Sometimes instead of solving the problem we can find ourselves caught up in negative and circular thinking.  Our mood drops as we repeatedly go over what has happened, hoping in vain to see something different, or we become increasingly anxious as we worry about the future.  This kind of thinking can trigger our fight-or-flight system, causing us to feel as if we are in imminent mortal peril, when in fact we are just having a cup of tea and watching the Channel 4 news.

One of the best ways to manage a time travelling mind is through mindfulness.  Mindfulness is a way of deliberately redirecting our attention back to our present moment experience without judging what is happening as ‘good’ or ‘bad’.  We can mindfully eat, drink, walk, listen or do just about anything when we bring our full attention to what we are experiencing in this moment, right now: Right now, what are you hearing?  What are you smelling?  What are you tasting?  What are you feeling in your body?  By simply noticing whatever you are experiencing with a friendly curiosity you are gently bringing your mind back to here and now.

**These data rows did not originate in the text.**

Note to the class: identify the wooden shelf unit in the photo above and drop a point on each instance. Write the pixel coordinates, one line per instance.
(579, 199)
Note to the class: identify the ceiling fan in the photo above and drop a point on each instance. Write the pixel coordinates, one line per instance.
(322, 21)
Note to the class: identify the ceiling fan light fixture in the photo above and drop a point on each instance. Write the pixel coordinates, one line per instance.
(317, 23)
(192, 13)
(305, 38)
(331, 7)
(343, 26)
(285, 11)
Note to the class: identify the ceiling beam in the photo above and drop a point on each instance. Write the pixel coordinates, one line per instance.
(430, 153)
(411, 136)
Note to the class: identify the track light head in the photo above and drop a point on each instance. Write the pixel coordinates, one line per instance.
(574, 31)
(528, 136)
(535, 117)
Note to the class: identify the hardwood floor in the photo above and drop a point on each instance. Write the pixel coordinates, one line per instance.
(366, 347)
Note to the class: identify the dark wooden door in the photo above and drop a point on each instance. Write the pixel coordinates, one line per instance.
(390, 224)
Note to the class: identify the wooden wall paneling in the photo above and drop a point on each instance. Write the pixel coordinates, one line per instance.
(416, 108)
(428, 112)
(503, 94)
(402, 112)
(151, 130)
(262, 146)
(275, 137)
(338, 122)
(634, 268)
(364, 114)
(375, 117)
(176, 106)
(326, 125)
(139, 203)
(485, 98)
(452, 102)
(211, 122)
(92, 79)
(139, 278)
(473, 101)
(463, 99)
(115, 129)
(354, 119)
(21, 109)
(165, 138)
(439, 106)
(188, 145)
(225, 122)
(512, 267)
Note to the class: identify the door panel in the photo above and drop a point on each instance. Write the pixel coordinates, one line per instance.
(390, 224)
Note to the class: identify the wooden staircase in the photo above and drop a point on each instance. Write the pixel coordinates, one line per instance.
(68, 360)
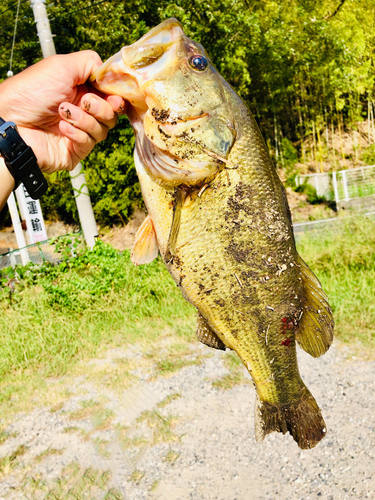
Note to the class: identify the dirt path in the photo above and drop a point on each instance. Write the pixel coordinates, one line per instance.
(183, 436)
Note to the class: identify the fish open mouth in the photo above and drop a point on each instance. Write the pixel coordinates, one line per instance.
(180, 125)
(179, 137)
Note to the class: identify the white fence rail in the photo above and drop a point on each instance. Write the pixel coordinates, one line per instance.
(343, 185)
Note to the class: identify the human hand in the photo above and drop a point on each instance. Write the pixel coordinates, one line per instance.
(55, 111)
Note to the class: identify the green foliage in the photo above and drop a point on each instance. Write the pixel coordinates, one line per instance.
(295, 63)
(58, 313)
(344, 262)
(290, 158)
(368, 155)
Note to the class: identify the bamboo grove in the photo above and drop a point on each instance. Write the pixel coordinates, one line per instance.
(305, 68)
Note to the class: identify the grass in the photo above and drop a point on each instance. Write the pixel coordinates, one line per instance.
(344, 261)
(58, 316)
(75, 483)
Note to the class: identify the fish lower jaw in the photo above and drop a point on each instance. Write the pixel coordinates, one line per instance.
(170, 170)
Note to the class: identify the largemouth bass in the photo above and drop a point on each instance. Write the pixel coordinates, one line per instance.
(218, 215)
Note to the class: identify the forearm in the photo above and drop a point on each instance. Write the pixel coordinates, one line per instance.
(6, 183)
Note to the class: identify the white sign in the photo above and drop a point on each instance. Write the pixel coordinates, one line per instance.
(32, 214)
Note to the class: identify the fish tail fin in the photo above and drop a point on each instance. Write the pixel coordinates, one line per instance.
(315, 328)
(302, 419)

That’s not to say it’s bad to think about the world, or to care about our individual and collective future.  It’s more a case of making a conscious decision about when and how we think about the things that matter to us so that our time travelling minds don’t accidentally leave us feeling over-anxious, panicky or depressed.  It’s about allowing our nervous systems to have a break from fight-or-flight mode so we are better rested and prepared for the challenges that lie ahead.  And it’s about having the mental clarity to be able to think problems through and decide how best to respond if and when the time comes.